A cross application resource attack (XARA) that researchers at Indiana University, Georgia Tech and China’s Peking University publicized last week seems to have been partially addressed as Apple issued a server-side fix on the Mac App Store to block malicious apps and secure app data.
Additional fixes are in the works for the XARA exploits on both iOS and OS X, a company spokesperson told iMore. XARA exploits allow malicious apps to steal iCloud credentials of a user, access private data in apps like 1Password and Evernote, hijack their iCloud Keychain passwords and more.

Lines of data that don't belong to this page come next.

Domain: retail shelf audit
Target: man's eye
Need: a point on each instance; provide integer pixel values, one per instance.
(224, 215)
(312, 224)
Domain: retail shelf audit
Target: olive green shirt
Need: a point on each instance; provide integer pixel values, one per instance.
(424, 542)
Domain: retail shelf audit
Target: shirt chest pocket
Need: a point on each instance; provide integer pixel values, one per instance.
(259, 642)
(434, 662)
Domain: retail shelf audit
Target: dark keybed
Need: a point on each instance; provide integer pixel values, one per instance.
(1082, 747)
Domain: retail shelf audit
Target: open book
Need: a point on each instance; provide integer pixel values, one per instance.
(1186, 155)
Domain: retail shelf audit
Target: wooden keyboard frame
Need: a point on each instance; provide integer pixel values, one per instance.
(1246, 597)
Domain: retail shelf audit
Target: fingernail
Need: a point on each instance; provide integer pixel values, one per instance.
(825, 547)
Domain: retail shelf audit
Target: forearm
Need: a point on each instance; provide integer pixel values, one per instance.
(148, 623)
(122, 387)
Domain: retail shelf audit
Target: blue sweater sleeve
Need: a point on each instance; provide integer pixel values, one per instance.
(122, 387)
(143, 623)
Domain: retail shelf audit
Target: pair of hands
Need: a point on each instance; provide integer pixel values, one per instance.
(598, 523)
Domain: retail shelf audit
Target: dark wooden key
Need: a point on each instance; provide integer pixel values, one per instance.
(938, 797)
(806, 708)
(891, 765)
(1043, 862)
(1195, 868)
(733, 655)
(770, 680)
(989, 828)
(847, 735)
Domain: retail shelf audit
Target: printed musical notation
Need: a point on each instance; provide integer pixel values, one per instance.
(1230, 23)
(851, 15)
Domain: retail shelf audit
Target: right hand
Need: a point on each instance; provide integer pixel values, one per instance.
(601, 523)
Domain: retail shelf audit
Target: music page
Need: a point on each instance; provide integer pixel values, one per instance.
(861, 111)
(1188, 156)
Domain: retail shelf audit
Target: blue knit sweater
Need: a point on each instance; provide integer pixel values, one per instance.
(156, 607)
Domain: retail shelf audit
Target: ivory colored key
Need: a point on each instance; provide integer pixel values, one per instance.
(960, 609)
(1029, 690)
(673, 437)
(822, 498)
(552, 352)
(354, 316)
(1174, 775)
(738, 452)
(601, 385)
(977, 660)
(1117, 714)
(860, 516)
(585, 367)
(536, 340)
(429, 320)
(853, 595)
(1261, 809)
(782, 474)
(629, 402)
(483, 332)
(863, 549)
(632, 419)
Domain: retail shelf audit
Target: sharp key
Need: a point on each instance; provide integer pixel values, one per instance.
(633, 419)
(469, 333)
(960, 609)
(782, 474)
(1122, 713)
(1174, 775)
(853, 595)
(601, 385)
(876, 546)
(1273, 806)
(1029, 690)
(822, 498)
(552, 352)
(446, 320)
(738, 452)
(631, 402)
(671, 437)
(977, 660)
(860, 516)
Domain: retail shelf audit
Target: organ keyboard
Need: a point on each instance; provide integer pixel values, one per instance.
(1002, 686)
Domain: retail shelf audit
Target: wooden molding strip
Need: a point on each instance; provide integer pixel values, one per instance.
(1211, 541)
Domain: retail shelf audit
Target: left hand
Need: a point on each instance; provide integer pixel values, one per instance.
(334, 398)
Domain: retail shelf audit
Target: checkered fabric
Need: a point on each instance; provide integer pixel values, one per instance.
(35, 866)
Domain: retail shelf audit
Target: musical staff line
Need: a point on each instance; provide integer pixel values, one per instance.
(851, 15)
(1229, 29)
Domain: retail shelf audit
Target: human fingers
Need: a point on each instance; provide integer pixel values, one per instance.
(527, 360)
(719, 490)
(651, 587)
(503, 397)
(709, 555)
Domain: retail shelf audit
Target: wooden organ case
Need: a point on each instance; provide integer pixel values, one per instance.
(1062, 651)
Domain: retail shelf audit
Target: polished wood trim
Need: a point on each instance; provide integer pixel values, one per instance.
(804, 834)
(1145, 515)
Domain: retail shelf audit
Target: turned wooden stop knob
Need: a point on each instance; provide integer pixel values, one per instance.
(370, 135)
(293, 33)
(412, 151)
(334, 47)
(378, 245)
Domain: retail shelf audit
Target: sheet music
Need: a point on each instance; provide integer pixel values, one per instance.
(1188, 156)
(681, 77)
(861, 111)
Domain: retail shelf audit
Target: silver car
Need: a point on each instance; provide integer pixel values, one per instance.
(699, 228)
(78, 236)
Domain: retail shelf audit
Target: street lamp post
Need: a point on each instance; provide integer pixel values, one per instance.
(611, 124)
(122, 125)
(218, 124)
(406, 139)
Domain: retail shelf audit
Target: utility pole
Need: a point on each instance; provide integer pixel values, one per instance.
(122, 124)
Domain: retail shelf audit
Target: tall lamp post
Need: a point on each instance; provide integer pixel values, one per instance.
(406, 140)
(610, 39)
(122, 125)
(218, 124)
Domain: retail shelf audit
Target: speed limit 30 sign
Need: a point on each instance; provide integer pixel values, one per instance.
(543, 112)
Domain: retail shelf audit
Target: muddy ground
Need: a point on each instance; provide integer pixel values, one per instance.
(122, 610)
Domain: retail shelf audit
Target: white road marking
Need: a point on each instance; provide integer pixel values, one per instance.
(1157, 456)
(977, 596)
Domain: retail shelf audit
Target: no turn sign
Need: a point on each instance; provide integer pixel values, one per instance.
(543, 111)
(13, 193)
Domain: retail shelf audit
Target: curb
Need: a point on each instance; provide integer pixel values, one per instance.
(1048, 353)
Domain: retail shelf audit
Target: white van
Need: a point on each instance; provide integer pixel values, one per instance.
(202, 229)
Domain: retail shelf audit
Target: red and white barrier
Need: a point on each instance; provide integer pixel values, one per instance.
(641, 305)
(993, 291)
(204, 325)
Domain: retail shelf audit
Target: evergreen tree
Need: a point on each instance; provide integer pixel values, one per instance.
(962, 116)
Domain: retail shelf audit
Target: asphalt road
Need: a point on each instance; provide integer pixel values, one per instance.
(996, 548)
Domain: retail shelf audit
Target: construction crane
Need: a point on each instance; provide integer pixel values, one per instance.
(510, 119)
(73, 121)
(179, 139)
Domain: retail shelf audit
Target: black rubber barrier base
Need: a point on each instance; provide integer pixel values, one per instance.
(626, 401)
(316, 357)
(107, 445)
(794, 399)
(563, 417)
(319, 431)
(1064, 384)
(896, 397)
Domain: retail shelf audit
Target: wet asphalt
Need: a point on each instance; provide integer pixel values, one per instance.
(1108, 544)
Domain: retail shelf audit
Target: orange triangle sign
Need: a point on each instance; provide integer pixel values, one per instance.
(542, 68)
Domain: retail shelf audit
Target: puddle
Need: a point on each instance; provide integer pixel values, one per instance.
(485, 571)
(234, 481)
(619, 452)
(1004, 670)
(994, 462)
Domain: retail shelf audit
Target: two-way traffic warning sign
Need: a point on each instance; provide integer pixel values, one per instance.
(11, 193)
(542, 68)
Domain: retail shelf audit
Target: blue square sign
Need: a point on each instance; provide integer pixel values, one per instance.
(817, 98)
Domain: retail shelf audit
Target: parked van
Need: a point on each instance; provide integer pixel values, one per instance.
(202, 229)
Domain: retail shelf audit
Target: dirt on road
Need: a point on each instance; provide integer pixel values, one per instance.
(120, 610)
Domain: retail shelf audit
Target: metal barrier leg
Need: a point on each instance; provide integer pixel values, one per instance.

“Earlier this week we implemented a server-side app security update that secures app data and blocks apps with sandbox configuration issues from the Mac App Store,” said an Apple spokesperson. “We have additional fixes in progress and are working with the researchers to investigate the claims in their paper.”
The thirteen-page research paper titled “Unauthorized Cross-App Resource Access on Mac OS X and iOS” offers in-depth information about these exploits which stem from zero-day flaws in Keychain’s access control lists, URL schemes and OS X’s app containers.
While fixing a flaw in the Mac App Store means malicious apps can no longer bypass the App Store security checks and break app sandboxes, patching other vulnerabilities is thought to require significant architectural changes to the way OS X and iOS interact with apps.
Until the full fix for these high-impact security weaknesses is delivered, you’re advised to avoid downloading software from developers you don’t know and trust.
On OS X, open System Preferences and under the General tab of the Security & Privacy pane tick the box next to “Mac App Store and identified developers.” This will prevent installation of non-signed apps from unknown sources.